The interest in asymmetric reactions has been growing for the past 40 years. To address the challenges of synthesizing chiral building blocks with high yields and high selectivities, researchers developed a broad range of catalysts. Two of the essential components for highly active and selective catalysts are the ligand and the metal. Professor Landis and co-workers developed a series of new ligands based on chiral 3,4-diazaphospholane structures. These ligands are highly active for enantioselective hydroformylation and enantioselective allylic alkylation reactions. These two transformations are essential to access a variety of chiral building blocks for the synthesis of more complex molecules.
Synthesis of Isoxazolines and Imidazoles
The asymmetric hydroformylation reaction is a highly chemoselective transformation allowing the conversion of terminal olefins into optically active aldehydes. Despite the recognized powerful methodology of this transformation, it has been sporadically utilized on a commercial scale due to the low reaction rates, the challenges to control the region- and enantioselectivities simultaneously and the limited substrate scope. Professor Landis and coworkers developed a new family of ligands based on 2,5-disubstituted phospholane addressing these issues. Utilizing this newly developed ligand, Thomas and coworkers synthesized a series of oxazolines and imidazoles. Reacting vinyl acetate with Rh(CO)2(acac) and (R,R,R) or (S,S,S)-Diazaphos-SPE in a reactor with CO and H2 at 400 psi yielded the corresponding chiral aldehydes with 94% conversion and 96% ee. It is important to note that a catalyst loading of only 0.001 mol% is necessary to complete this transformation. Following this reaction Thomas and coworker ensured the conservation of the enantioselectivity by synthesizing the isoxazolines and imidazoles with overall good yields.
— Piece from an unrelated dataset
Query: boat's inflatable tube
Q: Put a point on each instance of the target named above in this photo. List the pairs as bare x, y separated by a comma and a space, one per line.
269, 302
The asymmetric allylic alkylation reaction is an attractive reaction to form a new C-C bond with a desired nucleophile enantioselectively. Professor Landis and co-workers utilized this reaction to test newly synthesized chiral 3,4-diazaphospholanes (Diazaphos-PPE). With the presence of a palladium catalyst, these new ligands yielded outstanding conversions and enantioselectivities with a variety of substrates. Using 1,3-diphenylallyl acetate and 2-penten-4-yl acetate as reactants, with dimethyl malonate as the nucleophile, Clark and Landis demonstrated that Diazaphos-PPE is surpassing other ligands by giving high yields and selectivities for both substrates.